More specifically, it all started with an article introducing James to the world, written by Daniel Okrent for Sports Illustrated in 1981. I was an 11-year-old third-generation Dodgers fan riding the wave of Fernandomania. I devoured box scores for breakfast, bought packs of baseball cards with my allowance on the way to school and read every baseball book in sight, not to mention my weekly copy of SI. Good at math -- I understood batting averages before I knew of fractions -- I was fascinated by the ways in which the bearded bard of Lawrence, Kansas, made baseball statistics dance, built rational arguments that questioned conventional wisdom and brought order to a sometimes chaotic game.
A strange and wonderful destiny set in motion by that Okrent article has brought me to SI.com to create a new blog called Hit and Run. It will offer a mix of quick hits and substantial takes on news or issues of interest in the world of baseball, and will be updated daily, often multiple times.
Much as James has done, I will make use of, but not rely solely on, statistics. The lessons of sabermetrics —what James defined as "the search for objective knowledge about baseball" — have been ingrained in me since my days as a pre-teen stathead, when I computed Runs Created on my mom's calculator every time I updated my stat sheet for the Salt Lake Gulls, the locally-based Triple-A affiliate of the Angels.

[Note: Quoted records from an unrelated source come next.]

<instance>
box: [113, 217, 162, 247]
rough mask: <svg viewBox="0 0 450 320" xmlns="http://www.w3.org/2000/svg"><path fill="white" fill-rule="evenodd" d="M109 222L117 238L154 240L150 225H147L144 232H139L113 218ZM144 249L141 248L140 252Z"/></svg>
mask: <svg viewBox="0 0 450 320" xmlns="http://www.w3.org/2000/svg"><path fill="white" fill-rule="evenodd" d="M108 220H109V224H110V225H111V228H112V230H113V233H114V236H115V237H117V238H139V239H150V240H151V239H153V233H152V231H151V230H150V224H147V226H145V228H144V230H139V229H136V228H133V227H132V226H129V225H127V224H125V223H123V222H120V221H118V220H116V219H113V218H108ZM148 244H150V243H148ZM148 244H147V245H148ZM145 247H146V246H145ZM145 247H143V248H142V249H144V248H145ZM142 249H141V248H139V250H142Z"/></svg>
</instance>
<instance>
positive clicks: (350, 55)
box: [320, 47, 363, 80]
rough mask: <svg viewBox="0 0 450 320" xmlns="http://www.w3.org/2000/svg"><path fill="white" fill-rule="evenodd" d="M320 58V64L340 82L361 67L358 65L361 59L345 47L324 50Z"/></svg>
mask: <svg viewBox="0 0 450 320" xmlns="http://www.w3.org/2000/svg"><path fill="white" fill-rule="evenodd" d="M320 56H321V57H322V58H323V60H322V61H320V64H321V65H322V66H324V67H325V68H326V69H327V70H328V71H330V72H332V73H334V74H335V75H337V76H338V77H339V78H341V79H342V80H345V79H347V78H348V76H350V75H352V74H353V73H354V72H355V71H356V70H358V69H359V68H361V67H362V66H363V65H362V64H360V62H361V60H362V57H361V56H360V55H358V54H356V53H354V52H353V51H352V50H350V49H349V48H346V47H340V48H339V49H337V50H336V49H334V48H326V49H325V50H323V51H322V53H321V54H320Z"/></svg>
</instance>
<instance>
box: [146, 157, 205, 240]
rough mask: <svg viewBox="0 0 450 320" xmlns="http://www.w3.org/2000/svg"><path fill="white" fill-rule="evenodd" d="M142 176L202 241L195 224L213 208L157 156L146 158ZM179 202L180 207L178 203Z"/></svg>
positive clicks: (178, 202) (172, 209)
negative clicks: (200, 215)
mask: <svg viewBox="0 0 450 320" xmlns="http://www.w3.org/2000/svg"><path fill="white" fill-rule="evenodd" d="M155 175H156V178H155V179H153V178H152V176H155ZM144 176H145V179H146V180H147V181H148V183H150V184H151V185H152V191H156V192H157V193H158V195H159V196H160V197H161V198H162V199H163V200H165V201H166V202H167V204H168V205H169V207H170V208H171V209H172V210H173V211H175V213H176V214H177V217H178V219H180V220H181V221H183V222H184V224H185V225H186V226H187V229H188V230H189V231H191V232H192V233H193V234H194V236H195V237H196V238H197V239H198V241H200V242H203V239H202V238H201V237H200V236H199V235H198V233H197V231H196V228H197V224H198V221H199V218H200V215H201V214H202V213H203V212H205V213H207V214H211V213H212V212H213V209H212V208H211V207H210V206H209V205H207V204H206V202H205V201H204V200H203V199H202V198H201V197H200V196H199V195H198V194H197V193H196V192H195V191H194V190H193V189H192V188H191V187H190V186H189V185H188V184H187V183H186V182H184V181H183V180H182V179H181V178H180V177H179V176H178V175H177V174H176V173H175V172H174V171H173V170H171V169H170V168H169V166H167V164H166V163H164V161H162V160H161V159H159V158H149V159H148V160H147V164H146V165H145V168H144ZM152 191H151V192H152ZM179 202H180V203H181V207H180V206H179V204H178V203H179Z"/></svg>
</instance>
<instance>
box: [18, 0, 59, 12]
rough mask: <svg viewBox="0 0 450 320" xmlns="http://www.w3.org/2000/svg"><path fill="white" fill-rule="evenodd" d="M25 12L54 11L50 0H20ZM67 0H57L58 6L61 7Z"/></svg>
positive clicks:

After mostly laying dormant during college, my love for the game was rekindled by my move to New York City in 1995, and when it came to reading about baseball, I veered toward the sabermetric bent. Inspired by Rob Neyer (a James assistant back in the day) and years of arguing about baseball with close friends and virtual strangers, I hung out my shingle at The Futility Infielder in 2001, setting in motion my evolution from graphic designer to full-time baseball writer.
Along the way, I've gotten to run in the famous Milwaukee Brewers sausage race, cursed the new Yankee Stadium's high ticket prices in the Wall Street Journal, created a Hall of Fame evaluation system called JAWS (for the Jaffe WARP Score) that real voters actually pay attention to, gained entry into the Baseball Writers Association of America and got my mug on television in the service of a first-of-its-kind show about sabermetics, MLB Network's Clubhouse Confidential. Some pretty cool stuff.
Most of those things wouldn't have happened without the work I've done over the past eight years at Baseball Prospectus, a subscription-based site devoted to carrying on the sabermetric tradition, with an eye towards informed decision-making. My Hall of Fame analyses at Futility Infielder first brought me to BP's attention, and I debuted the system that would become JAWS in January 2004. In 2005, I launched my first weekly column, the Prospectus Hit List, an objectively based power rankings driven by BP's Pythagorean-based Adjusted Standings page. In 2007, I launched a second, more general column, Prospectus Hit and Run, and last year, I transferred power of the Hit List to our junior staff to focus my energy on multiple Hit and Run columns per week. Though I am still contributing to BP, my regular home will be here at SI.com. Having waded into the mainstream, I'll take the lessons I've absorbed from James and his disciples, and pass them along to a new readership — ideally without drowning us all in too many numbers. I hope you'll follow along.